Mr. Oldham was the younger son of Joseph Oldham, J.P., of Strawbridge, in Hatherleigh, by Frances Elizabeth, only daughter of the Rev. Philip T. Nind, and was bom on 10 February, 1846. He was educated at Exeter College, Oxford, where he took the B.A. degree in 1868, and proceeded to M.A. in 1876. At Oxford he was distinguished for his remarkable musical abilities, and also became known as an authority on ecclesiastical architecture and archaeology. He entered Holy Orders, and was ordained priest at Exeter in 1870. His first curacy was at Modbury, 1870-2, whence he went to St. Sidwell's, Exeter, where he remained till 1876. In the winter of 1876-7 he was appointed assistant chaplain of St. Paul's, at Cannes, in France, and in the latter year he became Rector of Exbourne, where he served for thirty-two years, greatly beloved by his parishioners, and where his architectural and archaeological knowledge gave him congenial employment in the restoration of St. Mary's, the parish church of Exbourne. He discovered the ancient screen of this church stowed away in a barn, and restored it to its original position, and devoted particular care to the old records found in the old parish chest, which he arranged and had well bound. These form a very valuable collection, among them being forms of special services used in the church from 1625 to 1705 on various occasions; such as, "A Prayer to be used on Thursday, December 3rd, 1702, to be said after the General Thanksgiving for the late happy recovery of Thy servant, his Royal Highness," and " a Form of Prayer and Thanksgiving to Almighty God for the late glorious success in forcing the enemie's lines in the Spanish Netherlands by the Arms of Her Majesty and the Allies under the Command of the Duke of Marlborough," dated 1706. All but the title-pages of this very interesting collection are printed in Old English type.
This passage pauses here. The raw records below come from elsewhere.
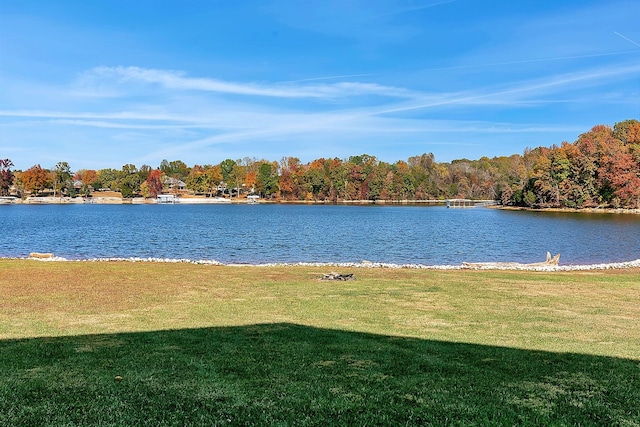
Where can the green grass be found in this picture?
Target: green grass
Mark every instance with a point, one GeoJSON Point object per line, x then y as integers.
{"type": "Point", "coordinates": [203, 345]}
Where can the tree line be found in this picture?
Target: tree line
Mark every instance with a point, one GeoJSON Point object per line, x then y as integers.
{"type": "Point", "coordinates": [601, 168]}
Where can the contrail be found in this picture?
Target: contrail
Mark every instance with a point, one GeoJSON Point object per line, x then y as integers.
{"type": "Point", "coordinates": [626, 38]}
{"type": "Point", "coordinates": [330, 78]}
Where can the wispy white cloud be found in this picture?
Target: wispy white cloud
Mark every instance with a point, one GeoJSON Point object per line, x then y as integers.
{"type": "Point", "coordinates": [178, 80]}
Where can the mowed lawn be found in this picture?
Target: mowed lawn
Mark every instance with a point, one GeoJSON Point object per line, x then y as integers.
{"type": "Point", "coordinates": [117, 343]}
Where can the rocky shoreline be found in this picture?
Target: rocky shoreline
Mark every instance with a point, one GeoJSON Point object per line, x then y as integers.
{"type": "Point", "coordinates": [363, 264]}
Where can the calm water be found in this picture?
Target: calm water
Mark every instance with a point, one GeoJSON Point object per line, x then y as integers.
{"type": "Point", "coordinates": [283, 233]}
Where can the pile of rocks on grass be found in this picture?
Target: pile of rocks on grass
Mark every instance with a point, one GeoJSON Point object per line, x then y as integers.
{"type": "Point", "coordinates": [338, 276]}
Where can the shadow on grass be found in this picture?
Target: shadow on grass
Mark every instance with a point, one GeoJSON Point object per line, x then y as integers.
{"type": "Point", "coordinates": [285, 374]}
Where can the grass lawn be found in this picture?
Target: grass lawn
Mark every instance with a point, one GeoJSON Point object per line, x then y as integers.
{"type": "Point", "coordinates": [177, 344]}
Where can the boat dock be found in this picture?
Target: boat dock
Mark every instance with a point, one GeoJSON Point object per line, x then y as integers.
{"type": "Point", "coordinates": [468, 203]}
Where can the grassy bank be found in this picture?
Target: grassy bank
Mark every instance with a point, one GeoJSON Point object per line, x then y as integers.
{"type": "Point", "coordinates": [177, 344]}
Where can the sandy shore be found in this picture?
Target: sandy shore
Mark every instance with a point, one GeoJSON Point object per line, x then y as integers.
{"type": "Point", "coordinates": [363, 264]}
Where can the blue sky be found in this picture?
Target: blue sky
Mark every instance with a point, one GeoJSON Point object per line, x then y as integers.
{"type": "Point", "coordinates": [100, 84]}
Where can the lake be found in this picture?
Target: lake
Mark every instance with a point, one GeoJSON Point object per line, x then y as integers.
{"type": "Point", "coordinates": [268, 233]}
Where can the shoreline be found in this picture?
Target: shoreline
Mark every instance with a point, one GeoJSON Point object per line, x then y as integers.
{"type": "Point", "coordinates": [364, 264]}
{"type": "Point", "coordinates": [190, 200]}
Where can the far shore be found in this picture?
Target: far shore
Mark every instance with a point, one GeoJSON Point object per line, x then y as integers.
{"type": "Point", "coordinates": [116, 198]}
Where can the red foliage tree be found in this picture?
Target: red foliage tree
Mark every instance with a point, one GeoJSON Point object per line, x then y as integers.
{"type": "Point", "coordinates": [154, 181]}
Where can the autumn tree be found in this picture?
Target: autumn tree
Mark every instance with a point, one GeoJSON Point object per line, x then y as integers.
{"type": "Point", "coordinates": [154, 183]}
{"type": "Point", "coordinates": [35, 179]}
{"type": "Point", "coordinates": [130, 181]}
{"type": "Point", "coordinates": [266, 180]}
{"type": "Point", "coordinates": [61, 177]}
{"type": "Point", "coordinates": [175, 169]}
{"type": "Point", "coordinates": [6, 176]}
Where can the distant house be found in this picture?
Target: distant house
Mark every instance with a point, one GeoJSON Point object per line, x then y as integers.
{"type": "Point", "coordinates": [174, 184]}
{"type": "Point", "coordinates": [166, 198]}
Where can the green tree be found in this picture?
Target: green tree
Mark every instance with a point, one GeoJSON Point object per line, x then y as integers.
{"type": "Point", "coordinates": [266, 181]}
{"type": "Point", "coordinates": [6, 176]}
{"type": "Point", "coordinates": [61, 177]}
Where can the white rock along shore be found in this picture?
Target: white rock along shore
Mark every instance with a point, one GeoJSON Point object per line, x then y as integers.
{"type": "Point", "coordinates": [364, 264]}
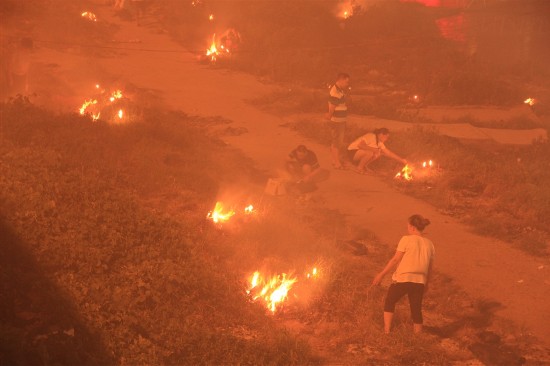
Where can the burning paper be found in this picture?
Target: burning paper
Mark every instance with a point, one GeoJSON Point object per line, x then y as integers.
{"type": "Point", "coordinates": [89, 15]}
{"type": "Point", "coordinates": [218, 215]}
By the death of his brother, Mr. Ernest Joseph Oldham, B.A., J.P., in 1901, he succeeded to the extensive Strawbridge estates in the parishes of Hatherleigh, Monkokehampton, Petersmarland, and elsewhere, which had come to the Oldhams through the Arscotts and Molesworths from the possessions of the Abbey of Tavistock, and became Lord of the Manors of Hatherleigh and of Twigbear, and head of the family of Oldham, which in early times gave, in one of its branches, an eminent Bishop to the See of Exeter.
He joined the Association in 1901, and contributed the following papers to the Transactions, viz. Church Dedications in Devonshire, in 1903; Private Chapels of Devon: Ancient and Modern, in 1906; and The Story of a Woodland Well in 1908.
In April, 1896, Mr. Oldham married Dora Louisa, the youngest daughter of Arthur Louis Laing. He died in December, 1909, in the sixty-fourth year of his age, and was buried at Exbourne amid many tokens of the esteem in which he was held.